Friday 28th May 2010 at 4:01 pm
Patrick, the way I read James’ answer is that he says the same thing as you – that losses on finance company debentures can be claimed under certain circumstances, but as a general rule most investors would not be able to. So you are both in agreement. If you are an accountant, could you please expand on what those “certain circumstances” are? I’m sure many would love to know! Thanks.
Friday 28th May 2010 at 4:36 pm
The first thing people should do is go to
http://www.ird.govt.nz/tib
Select the March issue and read the article:
“”Trust in business of holding financial arrangements and allowed bad debt deduction”.
Friday 28th May 2010 at 5:16 pm
Thanks Patrick, interesting reading! It certainly does look as though it is only very exceptional circumstances that a tax deduction would be allowed.
It looks like the Commissioner denied the Trust’s claim for a bad debt deduction, and after appealing to the TRA it was ruled that there was “just, and only just” a sufficient level of activity to support the Trust’s claim that it was carrying on a business, not an investment activity.
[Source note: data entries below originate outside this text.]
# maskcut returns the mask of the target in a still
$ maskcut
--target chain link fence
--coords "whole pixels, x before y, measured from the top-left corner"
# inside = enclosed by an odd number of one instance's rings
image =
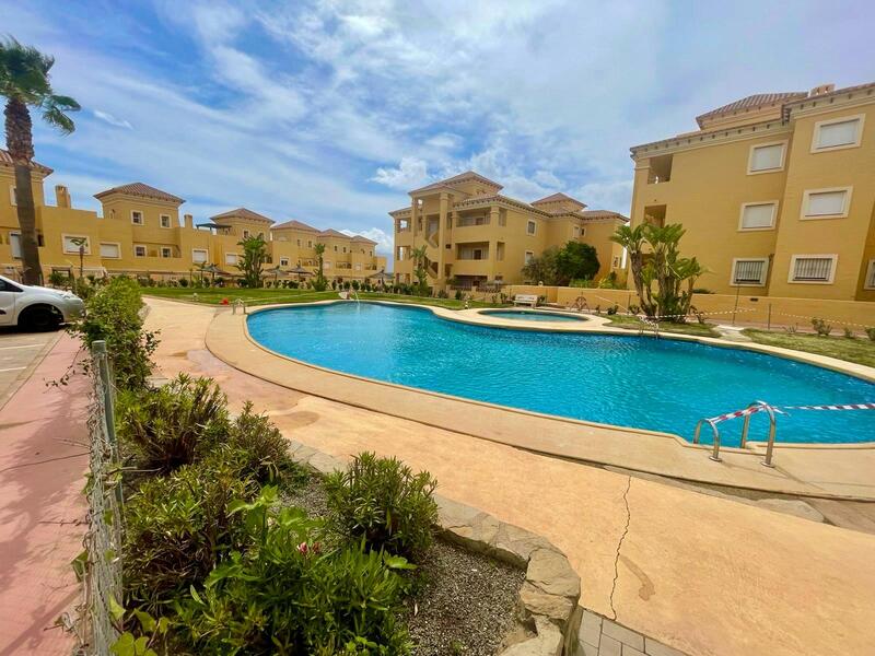
[[[83,561],[80,635],[88,656],[109,656],[119,635],[121,609],[121,475],[115,435],[112,363],[106,343],[91,349],[89,513]]]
I also note that the Commissioner considers that the judgement is confined to its particular facts.
This would all tend to support the view that for *most* investors, losses cannot be claimed.
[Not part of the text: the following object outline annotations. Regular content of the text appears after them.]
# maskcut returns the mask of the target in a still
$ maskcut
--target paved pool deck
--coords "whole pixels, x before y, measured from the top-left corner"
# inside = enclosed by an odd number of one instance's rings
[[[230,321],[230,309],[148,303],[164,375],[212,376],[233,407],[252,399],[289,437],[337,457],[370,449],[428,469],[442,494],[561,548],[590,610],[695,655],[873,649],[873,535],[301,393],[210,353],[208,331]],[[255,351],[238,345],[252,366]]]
However, if some investors were active share traders and paid tax on the capital gains, then it would appear they have a legitimate claim.
Friday 28th May 2010 at 6:54 pm
No, an investor’s activity in the share market is irrelevant. Tax is paid on capital gains on fixed interest investments (“finanancial arrangements”) regardless of whether one holds them on revenue or capital account – effectively the distiction doesn’t exist. Logically speaking then, capital losses are deductable. As you say it comes down to the level of activity. In the case mentioned, the trust held only 4 of “financial arrangements” and that was deemed to be a sufficient level of activity. Note that the key point is that they “held” them i.e. they didn’t have to be trading them. Many Vestar investors would have held at least 4 finance company deposits and would do well to investigate the possibity of making a claim. Certainly this would be a more productive activity than waiting years for “someone” to start a class action against the finance companies concerned. Good Luck !!